The name, French for ‘the beast blooms’ came from the typical teenage thing scribbled words in a notebook, and resonated for Daniel. ‘I felt it summed up a lot about me at the time, and although it occasionally makes me cringe, I’m still really fond of the band name.’ He jokes that it is not always the easiest name to communicate though. ‘It is a bit of a pain to spell La Bête Blooms out to someone at a bar who wants to know what our bands called. ‘WHAT? LA WHAT BOOMS?!’’

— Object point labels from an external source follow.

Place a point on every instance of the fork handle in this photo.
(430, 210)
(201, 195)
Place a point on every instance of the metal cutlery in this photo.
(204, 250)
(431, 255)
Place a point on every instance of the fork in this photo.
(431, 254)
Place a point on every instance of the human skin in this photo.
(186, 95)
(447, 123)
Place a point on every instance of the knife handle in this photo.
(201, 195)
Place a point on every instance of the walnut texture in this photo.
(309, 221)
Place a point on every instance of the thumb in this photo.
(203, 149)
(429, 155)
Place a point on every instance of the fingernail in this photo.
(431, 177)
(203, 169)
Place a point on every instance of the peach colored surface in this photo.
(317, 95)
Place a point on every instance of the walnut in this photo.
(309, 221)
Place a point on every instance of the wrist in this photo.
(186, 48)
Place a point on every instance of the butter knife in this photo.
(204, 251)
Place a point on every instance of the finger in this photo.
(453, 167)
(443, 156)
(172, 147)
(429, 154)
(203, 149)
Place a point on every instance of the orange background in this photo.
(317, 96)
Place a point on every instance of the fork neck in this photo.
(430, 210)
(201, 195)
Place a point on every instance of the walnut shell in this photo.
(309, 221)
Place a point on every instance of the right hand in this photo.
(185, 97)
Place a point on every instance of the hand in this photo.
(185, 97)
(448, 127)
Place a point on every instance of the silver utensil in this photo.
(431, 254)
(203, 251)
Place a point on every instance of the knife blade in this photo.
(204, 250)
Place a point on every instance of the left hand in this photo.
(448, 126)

Hull doesn’t have the reputation of being a particularly inspiring place, but La Bête Blooms are evidence that exceptions to that rule to exist. For Daniel, it’s about opportunities. ‘In the past, I don’t think opportunities have been available for many Hull bands to make a name for themselves, to be able to release music to a mass audience or create pieces of art that can leave a lasting impression. That’s a real shame, because the country’s missing out on some beautiful art and music. Recently, we became City of Culture 2017, which may have baffled some because of Hull’s bad rep but anyone who lives here knows we deserve it.’ There are at least six festivals taking place each year, with the band’s favourite being the Humber Street Sesh – a festival run by local artists, promoters and businesses, and hosts 180 local acts in venues along the marina, with a pop up cinema, street theatre, a silent disco, and live art for £3. Daniel may have a point when he says that ‘It’s I think you’d struggle to find anywhere in England that offers the same.’

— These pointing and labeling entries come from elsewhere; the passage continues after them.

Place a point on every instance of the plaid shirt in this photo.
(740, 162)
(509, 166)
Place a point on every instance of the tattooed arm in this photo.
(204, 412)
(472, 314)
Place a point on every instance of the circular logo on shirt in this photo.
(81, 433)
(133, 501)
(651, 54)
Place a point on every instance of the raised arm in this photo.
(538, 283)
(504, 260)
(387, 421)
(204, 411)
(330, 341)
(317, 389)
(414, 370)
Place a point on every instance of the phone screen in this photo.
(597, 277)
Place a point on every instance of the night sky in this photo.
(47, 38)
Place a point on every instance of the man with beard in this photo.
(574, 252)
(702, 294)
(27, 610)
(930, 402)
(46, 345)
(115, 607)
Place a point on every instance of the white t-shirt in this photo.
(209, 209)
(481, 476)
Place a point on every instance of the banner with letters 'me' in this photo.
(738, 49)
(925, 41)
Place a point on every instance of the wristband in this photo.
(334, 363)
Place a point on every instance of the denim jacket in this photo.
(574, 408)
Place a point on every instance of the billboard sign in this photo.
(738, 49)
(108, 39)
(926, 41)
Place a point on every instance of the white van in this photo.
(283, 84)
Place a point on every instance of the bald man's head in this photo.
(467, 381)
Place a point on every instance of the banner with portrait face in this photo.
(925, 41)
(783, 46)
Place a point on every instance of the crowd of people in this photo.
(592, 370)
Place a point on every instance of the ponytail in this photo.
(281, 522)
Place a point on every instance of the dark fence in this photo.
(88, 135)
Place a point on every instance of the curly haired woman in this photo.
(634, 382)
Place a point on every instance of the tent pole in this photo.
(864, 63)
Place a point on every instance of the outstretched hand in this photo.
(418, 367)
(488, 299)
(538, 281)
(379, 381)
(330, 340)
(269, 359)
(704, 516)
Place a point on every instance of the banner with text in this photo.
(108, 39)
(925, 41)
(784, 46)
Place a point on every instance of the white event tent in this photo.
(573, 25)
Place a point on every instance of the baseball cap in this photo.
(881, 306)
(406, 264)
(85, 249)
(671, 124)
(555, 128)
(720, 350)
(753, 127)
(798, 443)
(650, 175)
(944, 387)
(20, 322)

He believes that the perhaps lack of a musical legacy in Hull offers freedom for performers. ‘What’s happening musically in our city differs from what you’ll hear on the radio or read in the music press. We have some fantastic talent that follows it’s own path. It could be thought that there’s no point following trends from where we’re from, because whatever we do largely goes unnoticed by the music industry.’ But hard work is paying off, and a number of bands are finding airplay and recognition outside of the northern city.

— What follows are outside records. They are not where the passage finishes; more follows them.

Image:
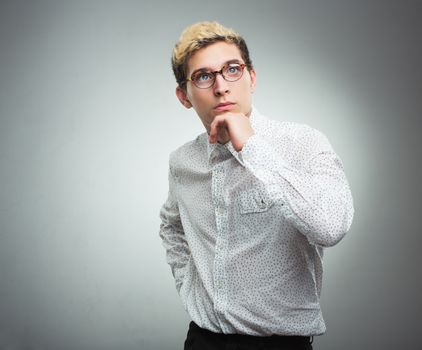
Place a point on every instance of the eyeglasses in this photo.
(230, 72)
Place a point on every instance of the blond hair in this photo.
(198, 36)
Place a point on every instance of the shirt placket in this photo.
(220, 209)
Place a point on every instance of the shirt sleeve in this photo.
(172, 234)
(315, 197)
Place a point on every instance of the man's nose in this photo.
(221, 86)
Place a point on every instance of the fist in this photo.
(235, 127)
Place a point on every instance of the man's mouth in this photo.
(224, 106)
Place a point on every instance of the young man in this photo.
(252, 203)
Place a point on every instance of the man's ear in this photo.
(181, 95)
(252, 73)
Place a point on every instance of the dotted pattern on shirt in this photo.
(255, 223)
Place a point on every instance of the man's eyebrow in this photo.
(205, 69)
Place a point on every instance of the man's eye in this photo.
(202, 77)
(233, 69)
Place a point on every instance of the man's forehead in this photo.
(214, 56)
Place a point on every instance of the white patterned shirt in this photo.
(244, 232)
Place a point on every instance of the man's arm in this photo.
(172, 234)
(316, 198)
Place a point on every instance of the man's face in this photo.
(206, 101)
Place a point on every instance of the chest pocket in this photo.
(254, 200)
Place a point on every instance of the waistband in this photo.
(248, 339)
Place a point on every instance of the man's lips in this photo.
(225, 106)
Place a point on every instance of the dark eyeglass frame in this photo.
(214, 74)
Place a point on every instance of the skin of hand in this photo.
(235, 127)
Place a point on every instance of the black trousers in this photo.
(203, 339)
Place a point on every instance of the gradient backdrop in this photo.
(88, 117)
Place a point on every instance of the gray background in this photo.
(89, 116)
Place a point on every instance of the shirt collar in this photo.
(214, 148)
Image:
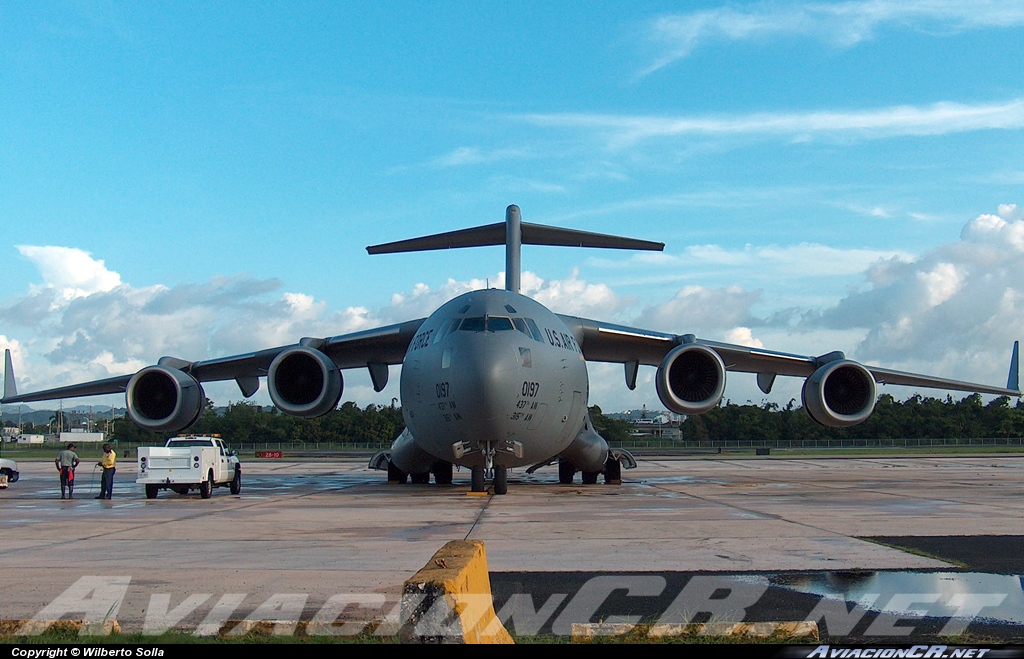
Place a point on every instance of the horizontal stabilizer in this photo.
(476, 236)
(531, 234)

There are certainly some revivalist aspects to the band’s sound, and they all agree that The Pixies are an influence. Awash with distortion, jangling melodies and a little shoegaze, the sounds on their stereo are evident, but not overly cloying – they take without replicating, which is a skill few manage. This might be due to the writing process.
‘Perhaps because I’m so useless at playing guitar, I couldn’t copy a sound or band even if I wanted to. As a band we work hard but I’m personally very lazy and hardly ever sit to write, I rarely ever pick up a guitar unless we have a gig! But every so often I’ll take influence from something random on TV, some music in the background or some topic of conversation and run to a guitar and strum a song about what I’ve seen or heard. Then weeks will pass until I bring it to the rest of the guys who are all into completely different music to me. They’ll end up changing the song to something a million miles away from the original influence. I suppose that’s why it’s easy for us not to sound like a copy band!’
Their self titled EP is released in October, and the process has been a learning curve for the band, having previously only ever recorded mixed and mastered a track in one day. They recorded the skeletons of the songs in Hull before going to Cottage Road Studio in Leeds to finish recording and mix the E.P with Matt Peel. They were drawn to Peel because ‘We liked the energy he captured on other bands releases and wanted to emulate that with ours.’
The summer holds the same as it does for many musicians – festivals, gigs, and more hard work. ‘After that, who knows? As long as we’re busy playing gigs, recording and releasing things, we’re happy.’